Witterungsbedingter Spielabbruch sorgt bei Alsterbrüdern für Frust
„Gegen eine mögliche Neuansetzung wäre ein Protest generell überdenkenswert“, sagt Manager Claus Meier: „Denn Abbruch ist nicht gleich Abbruch. Ich gehe davon aus, dass der HFV das auch so sieht und sich jeden Fall genau anguckt. Ein Abbruch aufgrund einer schweren Verletzung ist etwas anderes als ein Abbruch wegen Unwetters. Ein Abbruch in der 90. Minute bei einem Stand von 5:0 ist auch etwas anderes als ein Abbruch in der fünften Minute beim Stand von 0:0.“
Wenig differenzierte Betrachtung von Spielabbrüchen
Betrachtet man die Aussagen aus der Sicht eines Fußballers, neigt man dazu, ihm Recht zu geben. Ein Abbruch kurz vor Schluss bei einem eindeutigen Ergebnis sollte anders bewertet werden als ein Abbruch nach wenigen Minuten. Das Regelwerk kennt diese Unterscheidung allerdings nicht. Einen Unterschied macht es nur, wenn eine Mannschaft den Spielabbruch verschuldet hat. Ist dies nicht der Fall – wie bei einem witterungsbedingten Abbruch – , wird das Spiel wiederholt. Die Entscheidung, ob weitergespielt werden kann, obliegt dabei dem Schiedsrichter.
„Die Wahrscheinlichkeit, dass wir das Spiel aber an jenem Sonntag gewonnen hätten, war vom Spielverlauf her betrachtet, sehr groß“, konstatiert Meier, der sich daher benachteiligt sieht. Er fragt: „Teutonia zeigte seinerseits verständlich nach dem Abbruch auch keinen großen Willen, den Platz von zwei großen Pfützen an der Seitenlinie, die vor allem den Ausschlag für den Abbruch gaben, mit Besen oder dergleichen zu räumen. Vielleicht wäre der Eifer bei einer Führung gegen zehn Mann von uns größer gewesen?“ Hat es Teutonia also versäumt, eine Bespielbarkeit des Platzes zu gewähren, um daraus einen Vorteil zu schlagen? Uwe Ennuschat, beim HFV zuständig für Schiedsrichterwesen und Sportgericht, bestätigt, dass die gastgebende Mannschaft grundsätzlich dazu verpflichtet ist, für die Bespielbarkeit des Platzes zu sorgen. „Auf die Schnelle ist das in der Kreisliga aber sicher nicht so leicht, wie etwa in der Bundesliga oder auch nur Regionalliga“, relativiert er jedoch und fügt hinzu: „Der Schiedsrichter kann aber zum Beispiel nicht die Spieler dazu auffordern, mit dem Fuß die Pfützen wegzuschieben.“
"Haben an der Kreuzkirche schon Schlimmeres gesehen"
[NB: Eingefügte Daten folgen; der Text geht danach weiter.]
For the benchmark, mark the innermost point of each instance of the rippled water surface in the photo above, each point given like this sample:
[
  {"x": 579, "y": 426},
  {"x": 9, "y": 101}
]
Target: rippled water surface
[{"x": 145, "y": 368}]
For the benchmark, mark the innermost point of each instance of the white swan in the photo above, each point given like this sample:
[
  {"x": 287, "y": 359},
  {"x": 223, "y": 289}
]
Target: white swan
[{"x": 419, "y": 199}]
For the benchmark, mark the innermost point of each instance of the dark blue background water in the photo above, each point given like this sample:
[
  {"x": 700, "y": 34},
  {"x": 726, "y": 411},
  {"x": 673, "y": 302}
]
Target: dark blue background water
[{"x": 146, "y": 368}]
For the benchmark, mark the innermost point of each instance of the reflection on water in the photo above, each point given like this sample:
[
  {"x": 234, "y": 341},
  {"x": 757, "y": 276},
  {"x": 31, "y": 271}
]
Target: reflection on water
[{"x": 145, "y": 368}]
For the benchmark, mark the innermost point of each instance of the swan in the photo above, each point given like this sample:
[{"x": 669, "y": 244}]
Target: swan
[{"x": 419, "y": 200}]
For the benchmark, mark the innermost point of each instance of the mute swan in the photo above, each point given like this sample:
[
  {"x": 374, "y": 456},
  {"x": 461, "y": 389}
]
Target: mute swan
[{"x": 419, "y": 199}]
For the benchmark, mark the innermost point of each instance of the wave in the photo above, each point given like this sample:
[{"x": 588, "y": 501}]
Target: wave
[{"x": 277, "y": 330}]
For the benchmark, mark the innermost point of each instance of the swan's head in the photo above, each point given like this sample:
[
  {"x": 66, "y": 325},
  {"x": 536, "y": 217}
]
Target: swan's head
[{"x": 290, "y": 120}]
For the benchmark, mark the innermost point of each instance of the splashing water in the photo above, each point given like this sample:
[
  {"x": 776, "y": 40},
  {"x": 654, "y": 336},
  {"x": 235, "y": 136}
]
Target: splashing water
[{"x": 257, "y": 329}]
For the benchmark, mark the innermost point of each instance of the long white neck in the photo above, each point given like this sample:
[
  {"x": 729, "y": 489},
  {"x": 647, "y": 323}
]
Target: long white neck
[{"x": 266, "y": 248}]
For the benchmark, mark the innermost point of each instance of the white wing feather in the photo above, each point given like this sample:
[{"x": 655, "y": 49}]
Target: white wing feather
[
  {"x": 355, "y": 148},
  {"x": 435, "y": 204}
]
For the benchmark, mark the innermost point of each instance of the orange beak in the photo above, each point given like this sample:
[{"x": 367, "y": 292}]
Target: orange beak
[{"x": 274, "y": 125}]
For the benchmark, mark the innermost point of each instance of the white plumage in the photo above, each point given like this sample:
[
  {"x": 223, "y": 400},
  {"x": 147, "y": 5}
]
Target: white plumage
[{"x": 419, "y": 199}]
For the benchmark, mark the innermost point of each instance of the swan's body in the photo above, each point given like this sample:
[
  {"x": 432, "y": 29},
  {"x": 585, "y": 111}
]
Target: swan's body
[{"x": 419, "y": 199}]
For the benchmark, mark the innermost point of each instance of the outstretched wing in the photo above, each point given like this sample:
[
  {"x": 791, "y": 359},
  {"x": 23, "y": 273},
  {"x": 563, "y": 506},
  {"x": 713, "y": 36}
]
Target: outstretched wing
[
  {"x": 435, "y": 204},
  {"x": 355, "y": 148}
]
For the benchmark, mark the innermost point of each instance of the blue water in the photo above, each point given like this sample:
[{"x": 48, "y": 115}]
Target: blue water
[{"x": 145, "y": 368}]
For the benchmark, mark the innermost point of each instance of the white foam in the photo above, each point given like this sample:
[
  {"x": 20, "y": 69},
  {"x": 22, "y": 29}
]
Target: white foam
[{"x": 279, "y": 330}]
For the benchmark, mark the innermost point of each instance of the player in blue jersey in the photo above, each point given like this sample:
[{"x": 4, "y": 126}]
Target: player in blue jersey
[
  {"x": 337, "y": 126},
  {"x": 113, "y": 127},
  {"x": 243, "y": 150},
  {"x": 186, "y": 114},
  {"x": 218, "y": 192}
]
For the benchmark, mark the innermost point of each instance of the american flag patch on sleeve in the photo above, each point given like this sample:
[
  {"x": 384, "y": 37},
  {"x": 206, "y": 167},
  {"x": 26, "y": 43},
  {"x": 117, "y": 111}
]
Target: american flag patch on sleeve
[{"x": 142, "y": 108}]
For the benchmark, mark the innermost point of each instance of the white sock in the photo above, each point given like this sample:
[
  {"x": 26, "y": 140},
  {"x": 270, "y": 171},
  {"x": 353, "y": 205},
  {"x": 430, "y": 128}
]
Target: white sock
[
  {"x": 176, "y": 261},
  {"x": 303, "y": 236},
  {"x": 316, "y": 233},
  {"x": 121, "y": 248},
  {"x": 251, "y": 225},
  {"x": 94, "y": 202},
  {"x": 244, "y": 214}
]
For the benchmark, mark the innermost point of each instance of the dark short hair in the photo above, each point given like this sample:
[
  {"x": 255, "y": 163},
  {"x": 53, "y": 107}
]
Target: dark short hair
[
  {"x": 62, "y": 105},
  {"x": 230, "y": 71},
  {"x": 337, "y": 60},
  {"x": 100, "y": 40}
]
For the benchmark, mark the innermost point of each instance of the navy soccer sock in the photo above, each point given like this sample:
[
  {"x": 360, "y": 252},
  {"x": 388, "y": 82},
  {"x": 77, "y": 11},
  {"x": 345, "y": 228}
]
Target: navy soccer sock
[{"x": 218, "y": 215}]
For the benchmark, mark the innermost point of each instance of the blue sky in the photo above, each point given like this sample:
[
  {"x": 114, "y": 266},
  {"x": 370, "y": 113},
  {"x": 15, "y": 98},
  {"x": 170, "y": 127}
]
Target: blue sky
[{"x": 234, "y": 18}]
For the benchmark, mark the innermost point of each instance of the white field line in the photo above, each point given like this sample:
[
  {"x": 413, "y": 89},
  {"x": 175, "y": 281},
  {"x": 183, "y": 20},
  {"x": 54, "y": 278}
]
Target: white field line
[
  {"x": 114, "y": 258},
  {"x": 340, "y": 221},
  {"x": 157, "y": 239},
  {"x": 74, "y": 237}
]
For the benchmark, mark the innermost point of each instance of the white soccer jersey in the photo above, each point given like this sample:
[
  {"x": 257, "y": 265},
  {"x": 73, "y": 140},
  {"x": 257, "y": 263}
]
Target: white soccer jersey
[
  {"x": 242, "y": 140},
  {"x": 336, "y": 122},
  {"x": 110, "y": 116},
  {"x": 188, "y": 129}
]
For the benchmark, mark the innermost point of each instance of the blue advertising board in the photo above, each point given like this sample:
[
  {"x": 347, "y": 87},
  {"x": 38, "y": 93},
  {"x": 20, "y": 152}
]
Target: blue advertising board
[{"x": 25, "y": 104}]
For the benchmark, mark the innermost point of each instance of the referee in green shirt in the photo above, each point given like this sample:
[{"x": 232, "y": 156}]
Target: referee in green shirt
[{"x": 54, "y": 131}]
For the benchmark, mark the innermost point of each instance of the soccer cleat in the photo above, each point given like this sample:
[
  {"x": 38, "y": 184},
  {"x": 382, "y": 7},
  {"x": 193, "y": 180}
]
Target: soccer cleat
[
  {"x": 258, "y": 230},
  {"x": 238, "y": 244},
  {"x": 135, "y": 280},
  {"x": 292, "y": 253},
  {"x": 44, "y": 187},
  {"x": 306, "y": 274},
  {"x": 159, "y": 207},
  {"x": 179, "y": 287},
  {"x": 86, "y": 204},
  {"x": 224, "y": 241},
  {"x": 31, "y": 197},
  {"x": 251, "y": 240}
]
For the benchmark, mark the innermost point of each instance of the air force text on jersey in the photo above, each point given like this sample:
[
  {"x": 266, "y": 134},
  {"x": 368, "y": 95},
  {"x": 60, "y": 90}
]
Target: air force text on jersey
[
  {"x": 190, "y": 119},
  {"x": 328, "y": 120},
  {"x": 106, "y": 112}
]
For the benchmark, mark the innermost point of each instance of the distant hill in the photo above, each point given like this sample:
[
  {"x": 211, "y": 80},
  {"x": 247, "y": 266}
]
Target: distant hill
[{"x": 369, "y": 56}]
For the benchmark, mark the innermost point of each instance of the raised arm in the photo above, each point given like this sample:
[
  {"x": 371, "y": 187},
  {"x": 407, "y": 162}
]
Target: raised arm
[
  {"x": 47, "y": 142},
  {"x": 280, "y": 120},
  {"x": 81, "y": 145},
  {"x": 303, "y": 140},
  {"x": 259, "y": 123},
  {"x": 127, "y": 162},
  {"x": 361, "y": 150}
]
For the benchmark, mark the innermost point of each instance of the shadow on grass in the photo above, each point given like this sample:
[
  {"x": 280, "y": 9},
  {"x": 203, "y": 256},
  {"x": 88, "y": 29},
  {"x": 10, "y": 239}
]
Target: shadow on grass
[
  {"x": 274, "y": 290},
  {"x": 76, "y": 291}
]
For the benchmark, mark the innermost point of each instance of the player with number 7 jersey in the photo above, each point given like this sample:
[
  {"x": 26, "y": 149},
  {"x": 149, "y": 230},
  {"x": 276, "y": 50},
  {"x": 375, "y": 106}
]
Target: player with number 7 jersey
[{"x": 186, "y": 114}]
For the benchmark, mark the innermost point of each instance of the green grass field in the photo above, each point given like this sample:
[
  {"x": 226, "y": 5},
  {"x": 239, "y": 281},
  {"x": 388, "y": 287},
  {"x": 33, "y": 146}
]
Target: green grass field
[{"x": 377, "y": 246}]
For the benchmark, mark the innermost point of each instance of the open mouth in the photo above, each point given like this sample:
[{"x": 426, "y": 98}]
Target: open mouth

Nils Boldt, Trainer von Teutonia 05 II, erklärt die Sichtweise der Gastgeber: „Wir haben bereits vor dem Spiel die Pfützen vor dem Tor weggesaugt. Aber während der Unterbrechung wollte der Platzwart das Wasser nicht wegschieben, weil er so die Löcher auf dem Grandplatz nur vergrößert hätte. Ich war eh der Meinung, dass man das Spiel noch zu Ende hätte bringen können. Da haben wir an der Kreuzkirche schon wesentlich Schlimmeres gesehen.“ Von der Entscheidung des Schiedsrichters sei er sogar überrascht gewesen: „Er war ein hitziges Spiel. Ich dachte, er kommt an den Rand, um mir zu sagen, dass ich ruhig sein soll. Ich war völlig überrascht als er sagte, er würde das Spiel jetzt abbrechen. Auf Drängen der Alsterbrüder hat er die Partie dann erst einmal nur unterbrochen.“ Da Teutonia von der Entscheidung profitiere, hätten viele Spieler sie natürlich begrüßt, bestätigt Boldt: „Uns passte das in die Karten, aber für die Alsterbrüder ist es natürlich ärgerlich. Meiner Meinung nach hätte man das Spiel einfach zu Ende bringen sollen. Aber der Schiedsrichter hatte wohl eh nicht seinen besten Tag. Die Rote Karte für uns war ein Witz. Der Schiri hat einen Ruf unseres Torwarts an einen Mitspieler wohl als Beleidigung gegen sich verstanden. Für den Platzverweis hat er sich in der Halbzeit sogar bei unserem Torwart entschuldigt. Vielleicht hatte der Schiedsrichter ja selbst nichts dagegen, dass das Spiel nicht mehr weiter geht.“
Dazu schien er nicht ganz regelsicher. Meier beschreibt den Vorgang des Abbruchs so: „Ein Teutonia-Fan, der sich als Schiedsrichter in zivil ausgab, bestand darauf, dass maximal 15 Minuten unterbrochen werden dürfe. Die Wahrscheinlichkeit, dass nach 15 Minuten hätte weitergespielt werden können, war natürlich geringer als bei 30 Minuten. Nach 15 Minuten kam nämlich die Sonne durch und mit vereinten Kräften hätte sicher der Platz spielbar gemacht werden können.“ Boldt bestätigt diese Aussagen nur halb: „Als der Zuschauer das sagte, war die Partie bereits etwa zehn Minuten unterbrochen. Der Schiri sagte dann, dass er abbrechen würde, wenn sich in 15 oder 20 Minuten nichts getan hätte. Es dauerte also etwa eine halbe Stunde, bevor die Entscheidung fiel. Nach einer Besserung des Wetters sah es da nicht aus.“
"Vielleicht schießen wir einfach ein Eigentor"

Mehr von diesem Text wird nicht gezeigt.